Let us fit a tree. Fitting a tree gives us the range of value of the variables for which the probability of quitting is high and for which values of the variable low. This is not true for a linear model, which just gives a single linear trend. In addition, the number of variables that we care about (salary, company id, dept, seniority) are few in number, making analyzing the result of a tree easier.

retention$quit <- as.factor(retention$quit)
tree1 <- rpart(quit ~ salary + factor(company_id) + factor(dept) + seniority, data= retention[quit == 1 |  (quit == 0 & join_date < (as.Date("2015-12-13") - 60))])
rpart.plot(tree1, uniform = TRUE, shadow.col="gray")

#text(tree1, use.n = TRUE, all = TRUE, cex = 0.8)

People with salary greater than 246000 are less likely to quit. (which agrees with the linear model)

From the two models above, looks like salary is the most important variable. However,the probability values of quitting or not quitting are close to 0.5. This does not give us enough confidence in the result/ split. Salary is not able to split the data into 0, 1 properly. We’re looking for a almost virgin distribution at the terminal nodes. Therefore lets look at a different model.

We don’t have data on the number of years spent in the current company before the employee quit.

retention$days.before.quit <- with(retention, ifelse(!is.na(quit_date), as.Date(quit_date) - as.Date(join_date), as.Date("2015-12-23") - as.Date(join_date) ))
with(retention[retention$quit == 1], hist(days.before.quit, xlab = "Days before quitting"))

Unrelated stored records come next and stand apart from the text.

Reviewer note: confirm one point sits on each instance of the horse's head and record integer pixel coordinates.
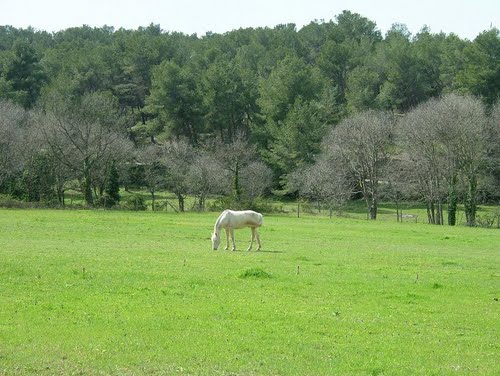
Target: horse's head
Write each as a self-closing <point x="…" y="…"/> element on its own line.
<point x="215" y="240"/>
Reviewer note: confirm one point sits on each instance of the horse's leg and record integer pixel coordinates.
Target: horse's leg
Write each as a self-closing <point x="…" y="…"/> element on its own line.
<point x="232" y="238"/>
<point x="258" y="239"/>
<point x="253" y="238"/>
<point x="227" y="240"/>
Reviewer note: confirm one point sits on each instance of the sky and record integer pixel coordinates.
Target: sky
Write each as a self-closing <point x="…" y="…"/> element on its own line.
<point x="465" y="18"/>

Large number people seem to quit after their first year. Increase the number of breaks

with(retention[retention$quit == 1], hist(days.before.quit, breaks = 100 , xlab = "Days before quitting") )

Another smaller peak at year 2. People quit at year anniversaries. Again typical of employee behavior. People stay to get sign-on bonus and stocks.

Let us see what drives people to quit within a year/ 13 months of joining.

retention$early_quit <- with(retention, ifelse( days.before.quit <= 396, 1, 0))

Consider people who join just before the data collection stops, let’s say in June 2015. These guys have a label quit = 0, but may have actually been early quitters. We don’t have enough data on them to label them. So exclude non- quitters who join late. Rather keep early quitters and non quitters who join 13 months before data collection end date (2015-12-13) – early quitters and early joiners.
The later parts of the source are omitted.